Investment into India could mostly follow the automatic route with no licenses or permissions required Investment in sectors that have caps such as single brand retail, private banking, insurance, stock exchange needs to be approved by Foreign Investment Promotion Board.

As per the latest FDI policy steps have been taken to evaluate certain sectors having limited or no access to foreign investment. Discussion papers on FDI in multi brand retail trading was released which proposed to increase FDI in Single brand retail to 100% from current 51% and to allow FDI in Multi Brand retail, which will improve the growth rate in organized retail currently one of the lowest in the world at 4%. Consolidated FDI policy in now issued every 6 months, online filing for FIPB application, methodology for calculation of indirect foreign investments in Indian companies now clearly defined. Project Offices are now permitted to open one or more non interest bearing foreign currency accounts for projects to be executed in India, which will give greater flexibility for Project offices to operate.

India is placed quite well to attract investments and key reforms have been initiated at the macro level. The need of the hour is to implement policy reforms both at the macro and micro level, prioritize

sectors, focus on product-specific SEZs or multi-product SEZs and synchronize FDI policy with export policy. In order to sustain its competitive advantage in being the top investment destination in the world India will also need to address other key issues like lack of infrastructure, restrictive labour laws, absence of Centre-state co-ordination.

FDI in Retail
FDI is well due in India, and it is very important for the long term future of the supply chain in the country. The FDI's real focus is on improving the supply chain. We keep hearing about all kinds of wastages that are happening in India, the quality of output that we are getting and the productivity standards that India has been achieving. Therefore, India is basically very low on its productivity standards, and what FDI does is that it allows you to integrate end-to-end from the farm to folk supply chain. With that investment, you will find that the wastage levels can go down significantly. The estimates on wastages are currently at about 34 per cent, and even if we are able to take a reduction of about 15-20 per cent over the next 5 to 10 years, that is a significant improvement. Additionally, the technology transfer that will happen because of the integration between the retail chain and the farmer will ultimately lead to a productivity improvement. Now when you compare that to the kind of consumption growth that we are seeing in India, it is leading to higher prices in the country. So there is a great need to improve the supply side, and FDI is a route towards investment in that direction.

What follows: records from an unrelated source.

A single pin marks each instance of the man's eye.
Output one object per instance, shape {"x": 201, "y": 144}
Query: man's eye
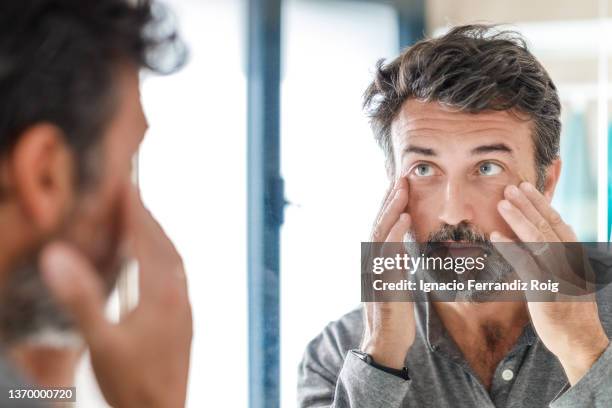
{"x": 424, "y": 170}
{"x": 490, "y": 169}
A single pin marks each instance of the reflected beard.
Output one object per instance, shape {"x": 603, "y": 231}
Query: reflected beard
{"x": 439, "y": 243}
{"x": 28, "y": 311}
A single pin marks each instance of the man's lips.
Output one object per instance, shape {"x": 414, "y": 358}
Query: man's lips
{"x": 461, "y": 249}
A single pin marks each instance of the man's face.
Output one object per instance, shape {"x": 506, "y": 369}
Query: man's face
{"x": 457, "y": 165}
{"x": 92, "y": 221}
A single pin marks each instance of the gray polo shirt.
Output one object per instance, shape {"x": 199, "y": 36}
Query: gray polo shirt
{"x": 528, "y": 376}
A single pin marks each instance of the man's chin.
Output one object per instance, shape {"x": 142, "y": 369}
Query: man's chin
{"x": 29, "y": 313}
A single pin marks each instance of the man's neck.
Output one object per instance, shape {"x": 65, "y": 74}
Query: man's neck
{"x": 484, "y": 332}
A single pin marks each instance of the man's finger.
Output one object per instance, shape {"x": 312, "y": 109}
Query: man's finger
{"x": 75, "y": 285}
{"x": 396, "y": 206}
{"x": 160, "y": 265}
{"x": 563, "y": 231}
{"x": 521, "y": 226}
{"x": 400, "y": 228}
{"x": 518, "y": 198}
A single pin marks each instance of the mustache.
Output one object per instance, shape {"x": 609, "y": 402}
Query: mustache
{"x": 463, "y": 232}
{"x": 460, "y": 235}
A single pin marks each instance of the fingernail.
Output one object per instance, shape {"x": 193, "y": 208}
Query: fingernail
{"x": 527, "y": 186}
{"x": 54, "y": 265}
{"x": 512, "y": 191}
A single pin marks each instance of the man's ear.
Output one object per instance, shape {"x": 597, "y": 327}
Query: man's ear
{"x": 552, "y": 177}
{"x": 41, "y": 171}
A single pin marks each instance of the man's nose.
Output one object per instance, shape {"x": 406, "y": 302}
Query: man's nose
{"x": 456, "y": 205}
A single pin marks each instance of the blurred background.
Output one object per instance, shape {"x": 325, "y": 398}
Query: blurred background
{"x": 267, "y": 117}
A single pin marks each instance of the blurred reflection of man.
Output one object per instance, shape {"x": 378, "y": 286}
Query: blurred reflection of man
{"x": 470, "y": 126}
{"x": 70, "y": 123}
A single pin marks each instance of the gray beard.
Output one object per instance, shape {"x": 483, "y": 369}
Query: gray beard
{"x": 496, "y": 270}
{"x": 29, "y": 313}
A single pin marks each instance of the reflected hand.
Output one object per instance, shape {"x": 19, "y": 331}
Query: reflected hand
{"x": 571, "y": 330}
{"x": 144, "y": 359}
{"x": 390, "y": 326}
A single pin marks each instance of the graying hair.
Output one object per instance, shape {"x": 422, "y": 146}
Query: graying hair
{"x": 472, "y": 68}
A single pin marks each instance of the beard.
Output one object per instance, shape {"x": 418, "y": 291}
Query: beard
{"x": 463, "y": 238}
{"x": 29, "y": 313}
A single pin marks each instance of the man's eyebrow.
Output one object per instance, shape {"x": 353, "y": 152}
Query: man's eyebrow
{"x": 498, "y": 147}
{"x": 426, "y": 151}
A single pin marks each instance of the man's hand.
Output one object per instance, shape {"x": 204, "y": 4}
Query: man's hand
{"x": 571, "y": 330}
{"x": 390, "y": 326}
{"x": 144, "y": 360}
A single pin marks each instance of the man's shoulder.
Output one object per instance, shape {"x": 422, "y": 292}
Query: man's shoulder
{"x": 328, "y": 349}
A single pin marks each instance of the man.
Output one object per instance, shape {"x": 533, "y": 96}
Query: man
{"x": 470, "y": 126}
{"x": 70, "y": 123}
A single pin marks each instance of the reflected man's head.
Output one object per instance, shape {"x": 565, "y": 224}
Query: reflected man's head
{"x": 70, "y": 123}
{"x": 462, "y": 116}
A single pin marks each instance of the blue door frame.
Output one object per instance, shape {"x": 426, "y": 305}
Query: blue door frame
{"x": 265, "y": 190}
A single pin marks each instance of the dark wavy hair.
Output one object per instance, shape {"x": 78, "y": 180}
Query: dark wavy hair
{"x": 472, "y": 68}
{"x": 59, "y": 59}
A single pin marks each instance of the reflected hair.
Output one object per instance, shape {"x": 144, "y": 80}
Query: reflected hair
{"x": 59, "y": 61}
{"x": 472, "y": 68}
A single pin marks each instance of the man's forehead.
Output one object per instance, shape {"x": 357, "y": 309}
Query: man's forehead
{"x": 417, "y": 119}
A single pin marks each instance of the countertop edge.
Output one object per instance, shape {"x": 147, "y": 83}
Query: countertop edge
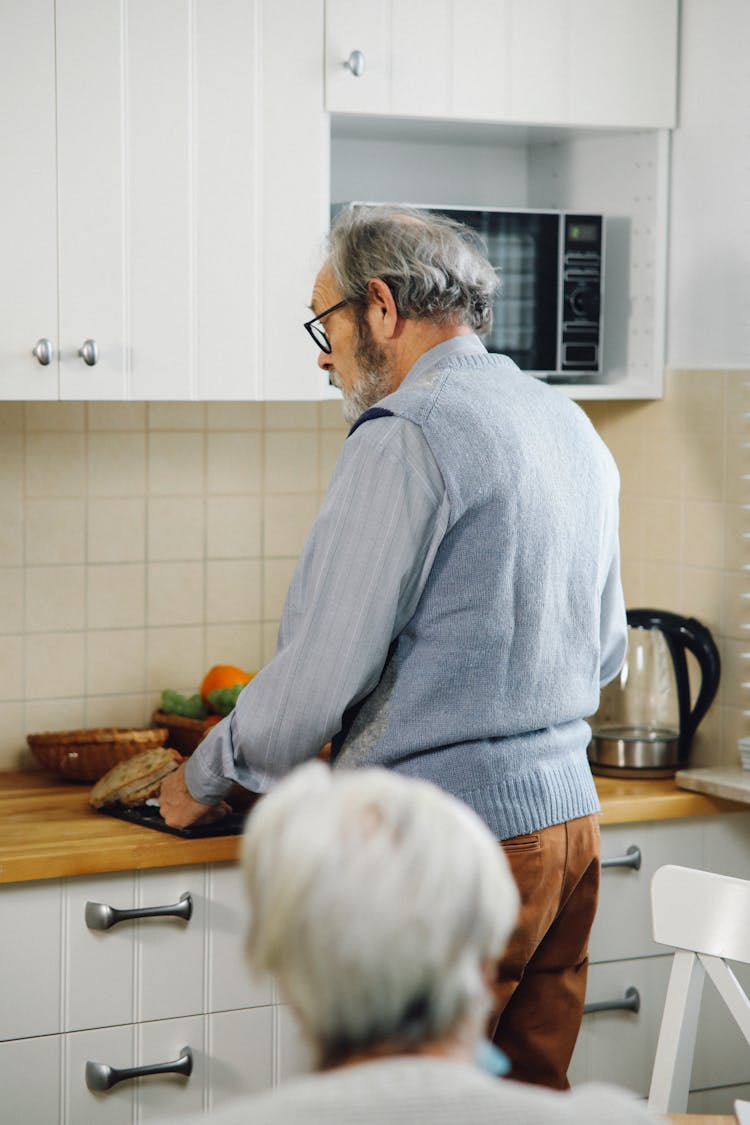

There are no statistics from any country in the world to prove that FDI in retail has resulted in reduction in unorganised trade or has caused any kind of job losses. In fact, in most cases, FDI in retail has only increased the number of jobs, especially in countries like India -- where the share of organised trade is very small. So un-organised trade is going to be unaffected by this move. In fact, they are only likely to benefit from an investment in the supply chain. I also believe that unorganised trade will reinvest in its own business, which would ultimately mean that the consumer would get a better choice. So the resistance towards FDI is not founded on any facts; they are simply based on emotions or ideologies. What is more important to look at is our economic standing, and what is the need for the future -- in terms of creating jobs, creating more better productivity and better supply chain.